McLuhan’s 1951 letter to Innis, both as a “mimeographed sheet” and as repeatedly “illustrating (…) underlying unities of form which exist where diversity is all that meets the eye”, is itself an instance of the very proposal made by it.  The declared aim of the letter is to “suggest the possibility of organizing an entire school of studies” on the basis of focus on such “underlying unities of form”. Here again there is decided self-reference. For in order to communicate this possibility to Innis and to others, McLuhan’s language required the “potency” to reach across from his intent to their understanding of it. More, it required the further “potency” to provide focus for a school investigating such matters as “government and society”, esthetics”, “collective consciousness” and even “advertising” in a new field of “communication study in general”.

In all these ways, then, McLuhan’s letter to Innis, both in itself and in its suggestions, was a “probe”.  And this is just what he writes in it:

As Easterbrook may have told you I have been considering an experiment in communication which is to follow the lines of this letter.

 Commentary on the Innis letter continues here.
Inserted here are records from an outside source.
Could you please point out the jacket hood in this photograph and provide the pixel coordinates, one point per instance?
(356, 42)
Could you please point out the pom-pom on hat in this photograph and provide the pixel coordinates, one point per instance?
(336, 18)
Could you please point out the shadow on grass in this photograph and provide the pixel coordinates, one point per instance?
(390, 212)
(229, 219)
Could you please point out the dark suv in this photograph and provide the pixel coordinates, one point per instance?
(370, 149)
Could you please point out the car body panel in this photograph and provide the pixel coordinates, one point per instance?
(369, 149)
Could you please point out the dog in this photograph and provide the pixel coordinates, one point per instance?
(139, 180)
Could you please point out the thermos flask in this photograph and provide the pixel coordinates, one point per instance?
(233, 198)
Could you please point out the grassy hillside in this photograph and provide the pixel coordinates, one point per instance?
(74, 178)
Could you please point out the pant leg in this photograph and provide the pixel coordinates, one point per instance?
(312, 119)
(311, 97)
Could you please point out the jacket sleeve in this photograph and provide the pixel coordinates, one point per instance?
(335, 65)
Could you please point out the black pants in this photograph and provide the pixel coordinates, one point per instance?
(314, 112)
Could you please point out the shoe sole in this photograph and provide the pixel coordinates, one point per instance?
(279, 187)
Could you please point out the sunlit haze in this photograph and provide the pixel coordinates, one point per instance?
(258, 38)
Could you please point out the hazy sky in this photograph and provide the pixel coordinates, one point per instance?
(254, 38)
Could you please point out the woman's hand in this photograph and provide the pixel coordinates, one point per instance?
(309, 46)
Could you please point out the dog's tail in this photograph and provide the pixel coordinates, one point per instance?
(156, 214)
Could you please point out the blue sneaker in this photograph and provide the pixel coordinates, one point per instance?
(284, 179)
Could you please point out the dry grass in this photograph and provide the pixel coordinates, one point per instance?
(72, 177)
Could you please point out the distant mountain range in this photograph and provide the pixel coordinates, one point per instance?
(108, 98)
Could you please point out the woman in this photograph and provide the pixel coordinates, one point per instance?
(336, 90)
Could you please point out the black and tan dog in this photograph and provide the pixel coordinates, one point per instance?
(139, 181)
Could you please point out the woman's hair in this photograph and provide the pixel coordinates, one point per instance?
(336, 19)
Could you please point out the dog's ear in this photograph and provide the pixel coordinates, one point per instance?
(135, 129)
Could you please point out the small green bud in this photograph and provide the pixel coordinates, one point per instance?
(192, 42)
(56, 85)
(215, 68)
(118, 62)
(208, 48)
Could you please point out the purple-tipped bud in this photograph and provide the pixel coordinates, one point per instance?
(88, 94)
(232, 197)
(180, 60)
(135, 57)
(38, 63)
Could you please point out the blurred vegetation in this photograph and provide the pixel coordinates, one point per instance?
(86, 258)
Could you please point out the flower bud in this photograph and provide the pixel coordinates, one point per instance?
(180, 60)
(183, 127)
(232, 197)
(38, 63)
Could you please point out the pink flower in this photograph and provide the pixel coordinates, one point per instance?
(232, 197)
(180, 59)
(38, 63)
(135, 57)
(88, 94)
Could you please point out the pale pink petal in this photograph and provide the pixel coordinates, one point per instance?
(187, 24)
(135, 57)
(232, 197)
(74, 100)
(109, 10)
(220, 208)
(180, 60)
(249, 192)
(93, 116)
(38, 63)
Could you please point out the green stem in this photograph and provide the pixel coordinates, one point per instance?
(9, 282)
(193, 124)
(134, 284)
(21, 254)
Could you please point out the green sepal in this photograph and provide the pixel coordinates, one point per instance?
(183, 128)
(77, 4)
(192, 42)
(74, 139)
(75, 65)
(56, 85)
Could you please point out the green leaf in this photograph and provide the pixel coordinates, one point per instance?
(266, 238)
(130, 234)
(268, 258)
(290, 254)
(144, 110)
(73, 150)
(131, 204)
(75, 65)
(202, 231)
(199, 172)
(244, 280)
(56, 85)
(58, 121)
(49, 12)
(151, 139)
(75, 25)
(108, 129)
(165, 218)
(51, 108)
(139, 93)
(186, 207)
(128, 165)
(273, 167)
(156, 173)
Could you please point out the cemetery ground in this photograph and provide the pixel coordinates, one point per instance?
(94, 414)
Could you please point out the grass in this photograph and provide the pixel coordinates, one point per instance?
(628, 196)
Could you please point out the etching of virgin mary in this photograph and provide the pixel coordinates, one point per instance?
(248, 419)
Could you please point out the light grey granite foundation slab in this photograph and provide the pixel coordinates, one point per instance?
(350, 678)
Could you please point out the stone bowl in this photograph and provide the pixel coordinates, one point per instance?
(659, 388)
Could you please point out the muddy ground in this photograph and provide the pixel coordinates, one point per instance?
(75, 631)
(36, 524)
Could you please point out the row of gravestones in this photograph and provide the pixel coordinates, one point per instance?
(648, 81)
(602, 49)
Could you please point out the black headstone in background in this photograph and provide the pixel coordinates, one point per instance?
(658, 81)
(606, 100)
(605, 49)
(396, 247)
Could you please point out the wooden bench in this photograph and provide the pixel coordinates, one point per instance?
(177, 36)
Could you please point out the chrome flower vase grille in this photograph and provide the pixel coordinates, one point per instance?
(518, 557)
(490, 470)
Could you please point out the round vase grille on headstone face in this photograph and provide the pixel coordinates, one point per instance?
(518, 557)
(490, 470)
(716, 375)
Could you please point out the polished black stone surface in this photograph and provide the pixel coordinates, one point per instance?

  1. Derrick de Kerckhove tells this story from around 1930: “McLuhan was browsing for books with his lifelong friend, the economist Tom Easterbrook. Easterbrook told me that when both came out of the store, they compared what they had bought. Marshall had a textbook of economics and he (Easterbrook) had picked up, not exactly knowing why, Chesterton’s WHAT’S WRONG WITH THE WORLD? Both looked at their books and then at each other, and Easterbrook said to Marshall, handing him the Chesterton: “This feels more like your kind of stuff; why don’t we swap?” They did just that and Marshall proceeded to read the book at once, and everything else he could find by Chesterton, Hilaire Belloc and other controversial Catholics.”
  2. Pick and McLuhan were fellow teaching assistants at the University of Wisconsin in 1936-1937. When McLuhan was received into the Catholic Church in March 1937, Pick was his sponsor. See McLuhan’s February 1, 1939 letter to Corinne Lewis, a few months before their marriage in Letters, 108.
  3. The editors of Letters note (220n) concerning this March 14 date: “The manuscript of this letter is headed in the upper-left corner: ‘Rewrite of letter for mimeograph HMM’. The original letter was written some weeks (? or months?) previously because it was acknowledged by Innis on February 26 with apologies for not answering earlier. Innis said he had been ‘very much interested’ in McLuhan’s letter and that he would like to have it typed and circulated to ‘one or two of our mutual friends’, adding that he wished to receive the ‘mimeographed sheet’ referred to. Innis wrote over the body of the letter: ‘Memorandum on humanities’.”
  4. Later in his career, McLuhan would come to see that the nature of ‘following’ in this sense is fundamentally misunderstood when it is taken as exemplifying efficient causality.  He would therefore begin to stress the importance of formal causality which differs from efficient causality above all in regard to time — efficient causality being linear and formal causality being simultaneous. There is no first-then relation between the chemical structure of gold and a gold ring. Strangely, as McLuhan frequently pointed out, contemporary humans have no trouble understanding the formal relationship of, say, DNA or chemical structure with material instances of them. Formal “pattern recognition” of this sort makes the world go round. But when it comes to ourselves, we inexplicably, and with devastating consequence, are blind to the formal structures at work in our own actions and experience — even though (or exactly because) we put them to use in advertising, entertainment, commerce and, indeed, everywhere. In fact, even our failure to recognize patterns in our own behavior and experience follows archetypal patterns.